LegalCrystal Citation
SubjectCriminal
CourtChennai
Decided On
Reported in(1927)53MLJ732
AppellantIn Re: Abbas Ali Sahib and anr.
Excerpt:
- .....three known and named persons were charged with dacoity along with two other unknown men. the jury acquitted one of the three and convicted the other two of the offence with which they had been charged. mr. vaz argues that the conviction is illegal as the jury has no jurisdiction to substitute for a man known and named one who was unknown. we are not prepared to go that length. we think that it was quite open to the jury, while holding that one of the accused who was supposed to have been known to the witnesses had not been property identified, to find that the total number of dacoits was five. at the same time we are of opinion that, when they acquitted the 2nd accused, the judge should have asked them definitely whether they had considered the possible result of the acquittal and.....
Judgment:
ORDER

1. The main question raised is this. Three known and named persons were charged with dacoity along with two other unknown men. The jury acquitted one of the three and convicted the other two of the offence with which they had been charged. Mr. Vaz argues that the conviction is illegal as the jury has no jurisdiction to substitute for a man known and named one who was unknown. We are not prepared to go that length. We think that it was quite open to the jury, while holding that one of the accused who was supposed to have been known to the witnesses had not been property identified, to find that the total number of dacoits was five. At the same time we are of opinion that, when they acquitted the 2nd accused, the Judge should have asked them definitely whether they had considered the possible result of the acquittal and whether they still found that the number of robbers was five.
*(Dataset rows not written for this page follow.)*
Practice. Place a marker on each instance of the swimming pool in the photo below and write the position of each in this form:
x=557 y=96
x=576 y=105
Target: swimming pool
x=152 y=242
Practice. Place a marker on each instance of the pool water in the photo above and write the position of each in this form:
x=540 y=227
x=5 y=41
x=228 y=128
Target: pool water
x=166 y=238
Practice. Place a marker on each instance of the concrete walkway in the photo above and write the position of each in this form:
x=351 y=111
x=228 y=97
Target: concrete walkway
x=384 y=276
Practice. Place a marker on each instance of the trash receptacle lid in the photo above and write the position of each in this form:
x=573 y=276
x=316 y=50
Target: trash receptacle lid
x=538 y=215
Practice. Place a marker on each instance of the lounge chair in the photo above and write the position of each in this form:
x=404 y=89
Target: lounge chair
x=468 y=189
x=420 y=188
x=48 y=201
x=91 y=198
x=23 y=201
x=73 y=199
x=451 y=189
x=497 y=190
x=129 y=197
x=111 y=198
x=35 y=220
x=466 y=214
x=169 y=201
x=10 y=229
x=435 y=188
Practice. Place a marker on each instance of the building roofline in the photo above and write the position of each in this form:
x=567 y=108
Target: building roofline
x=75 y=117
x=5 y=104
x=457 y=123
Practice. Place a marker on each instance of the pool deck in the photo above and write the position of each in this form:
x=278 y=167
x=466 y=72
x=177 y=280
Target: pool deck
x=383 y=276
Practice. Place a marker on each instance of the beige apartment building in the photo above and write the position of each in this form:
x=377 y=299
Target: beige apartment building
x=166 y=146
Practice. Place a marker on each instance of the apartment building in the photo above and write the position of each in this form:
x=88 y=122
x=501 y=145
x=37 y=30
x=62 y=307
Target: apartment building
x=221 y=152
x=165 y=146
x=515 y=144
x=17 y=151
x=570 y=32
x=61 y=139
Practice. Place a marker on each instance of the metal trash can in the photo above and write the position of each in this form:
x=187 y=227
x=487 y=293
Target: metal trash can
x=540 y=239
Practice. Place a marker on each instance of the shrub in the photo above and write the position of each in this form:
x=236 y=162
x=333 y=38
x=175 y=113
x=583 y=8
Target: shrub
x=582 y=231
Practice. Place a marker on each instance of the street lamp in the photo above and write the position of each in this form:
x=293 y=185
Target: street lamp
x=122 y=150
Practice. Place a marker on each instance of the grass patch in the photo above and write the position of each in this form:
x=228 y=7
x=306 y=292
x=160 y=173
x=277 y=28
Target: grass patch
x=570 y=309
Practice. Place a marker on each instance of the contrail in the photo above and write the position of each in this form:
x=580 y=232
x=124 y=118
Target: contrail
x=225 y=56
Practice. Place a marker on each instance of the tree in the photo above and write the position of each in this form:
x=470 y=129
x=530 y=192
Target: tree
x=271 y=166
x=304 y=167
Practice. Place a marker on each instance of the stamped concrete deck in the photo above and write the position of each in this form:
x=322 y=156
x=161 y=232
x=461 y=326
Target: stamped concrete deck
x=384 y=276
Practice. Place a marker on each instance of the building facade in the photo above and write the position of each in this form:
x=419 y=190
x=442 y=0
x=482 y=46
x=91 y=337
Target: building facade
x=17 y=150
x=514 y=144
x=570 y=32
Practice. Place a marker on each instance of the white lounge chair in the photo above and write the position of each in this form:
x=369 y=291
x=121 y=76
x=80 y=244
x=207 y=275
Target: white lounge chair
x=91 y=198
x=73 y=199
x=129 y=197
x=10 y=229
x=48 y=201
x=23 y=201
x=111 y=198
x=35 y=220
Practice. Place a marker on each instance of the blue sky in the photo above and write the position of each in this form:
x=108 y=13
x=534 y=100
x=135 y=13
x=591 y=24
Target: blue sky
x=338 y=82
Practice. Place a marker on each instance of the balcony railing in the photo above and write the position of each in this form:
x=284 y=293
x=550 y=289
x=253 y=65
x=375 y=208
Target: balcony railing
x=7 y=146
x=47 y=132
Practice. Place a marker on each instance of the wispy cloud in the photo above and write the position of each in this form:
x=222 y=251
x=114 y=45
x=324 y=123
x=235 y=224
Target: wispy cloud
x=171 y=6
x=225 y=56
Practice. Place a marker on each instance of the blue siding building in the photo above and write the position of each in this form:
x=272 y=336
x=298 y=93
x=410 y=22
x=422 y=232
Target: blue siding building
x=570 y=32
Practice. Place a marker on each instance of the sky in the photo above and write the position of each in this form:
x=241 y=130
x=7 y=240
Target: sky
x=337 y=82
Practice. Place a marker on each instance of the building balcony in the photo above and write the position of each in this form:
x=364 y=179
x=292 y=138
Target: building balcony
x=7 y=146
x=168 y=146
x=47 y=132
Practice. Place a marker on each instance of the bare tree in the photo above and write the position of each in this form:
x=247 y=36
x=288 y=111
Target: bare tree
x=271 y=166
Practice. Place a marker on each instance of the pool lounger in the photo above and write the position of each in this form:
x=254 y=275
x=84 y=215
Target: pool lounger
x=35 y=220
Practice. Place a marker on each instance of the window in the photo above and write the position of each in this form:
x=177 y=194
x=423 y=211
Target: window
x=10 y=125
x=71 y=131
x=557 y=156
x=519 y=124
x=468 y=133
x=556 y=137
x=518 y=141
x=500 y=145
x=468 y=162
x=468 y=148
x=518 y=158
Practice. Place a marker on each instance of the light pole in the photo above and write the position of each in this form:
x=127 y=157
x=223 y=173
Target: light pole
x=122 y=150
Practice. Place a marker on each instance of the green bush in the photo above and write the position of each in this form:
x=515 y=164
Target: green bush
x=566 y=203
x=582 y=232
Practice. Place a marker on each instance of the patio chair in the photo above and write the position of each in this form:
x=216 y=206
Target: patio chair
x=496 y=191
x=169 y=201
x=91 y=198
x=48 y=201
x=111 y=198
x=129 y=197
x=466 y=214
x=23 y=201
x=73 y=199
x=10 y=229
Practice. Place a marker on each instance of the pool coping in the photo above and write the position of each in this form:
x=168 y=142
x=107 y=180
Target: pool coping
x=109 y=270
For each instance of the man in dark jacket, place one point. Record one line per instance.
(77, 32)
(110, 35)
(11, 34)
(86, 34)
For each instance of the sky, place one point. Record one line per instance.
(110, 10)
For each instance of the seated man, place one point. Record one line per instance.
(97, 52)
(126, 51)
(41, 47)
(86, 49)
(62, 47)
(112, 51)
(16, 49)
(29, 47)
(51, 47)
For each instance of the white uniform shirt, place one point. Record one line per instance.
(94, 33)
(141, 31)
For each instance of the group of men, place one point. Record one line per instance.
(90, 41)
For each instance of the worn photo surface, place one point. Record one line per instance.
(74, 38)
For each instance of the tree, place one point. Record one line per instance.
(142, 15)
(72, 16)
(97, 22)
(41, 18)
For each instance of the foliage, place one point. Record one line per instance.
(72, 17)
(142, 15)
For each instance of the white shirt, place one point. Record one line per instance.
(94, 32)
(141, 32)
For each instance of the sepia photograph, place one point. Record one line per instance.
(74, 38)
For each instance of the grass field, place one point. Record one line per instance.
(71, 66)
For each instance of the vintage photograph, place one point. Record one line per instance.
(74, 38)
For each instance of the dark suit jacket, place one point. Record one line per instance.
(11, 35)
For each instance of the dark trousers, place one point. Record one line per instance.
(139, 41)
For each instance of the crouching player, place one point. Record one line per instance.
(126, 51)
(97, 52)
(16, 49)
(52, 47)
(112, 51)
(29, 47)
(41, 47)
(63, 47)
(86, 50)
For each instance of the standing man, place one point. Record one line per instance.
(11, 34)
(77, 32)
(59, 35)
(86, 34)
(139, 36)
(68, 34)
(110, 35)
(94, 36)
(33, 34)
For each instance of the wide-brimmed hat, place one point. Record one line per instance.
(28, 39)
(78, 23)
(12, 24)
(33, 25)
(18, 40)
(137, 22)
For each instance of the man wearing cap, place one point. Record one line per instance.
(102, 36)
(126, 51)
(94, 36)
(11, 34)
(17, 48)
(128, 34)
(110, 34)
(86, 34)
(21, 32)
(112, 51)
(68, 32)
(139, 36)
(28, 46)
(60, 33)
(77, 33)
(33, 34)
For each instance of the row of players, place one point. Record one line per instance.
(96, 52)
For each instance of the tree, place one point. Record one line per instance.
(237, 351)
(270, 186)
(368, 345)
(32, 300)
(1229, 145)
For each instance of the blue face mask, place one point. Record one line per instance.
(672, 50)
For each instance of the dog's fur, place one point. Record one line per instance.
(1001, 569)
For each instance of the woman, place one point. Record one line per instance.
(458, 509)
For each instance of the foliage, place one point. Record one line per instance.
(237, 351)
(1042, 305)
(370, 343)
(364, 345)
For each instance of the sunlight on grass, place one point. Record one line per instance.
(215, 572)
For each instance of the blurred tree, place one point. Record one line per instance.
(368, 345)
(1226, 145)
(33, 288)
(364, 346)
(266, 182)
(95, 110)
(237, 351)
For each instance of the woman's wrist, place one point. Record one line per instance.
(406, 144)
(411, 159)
Nothing of the sort was, however, done and it is impossible to say what the finding of the jury would have been had those questions been put to them. It is not at all unlikely that the petitioners before us would have been found guilty only of robbery and received much lighter sentences.

2. The convictions must be set aside. We, however, see no necessity to direct a retrial. The petitioners have been in jail for several months, a quite adequate punishment for what appears to have been no more than a drunken brawl. The petitioners will be released from custody.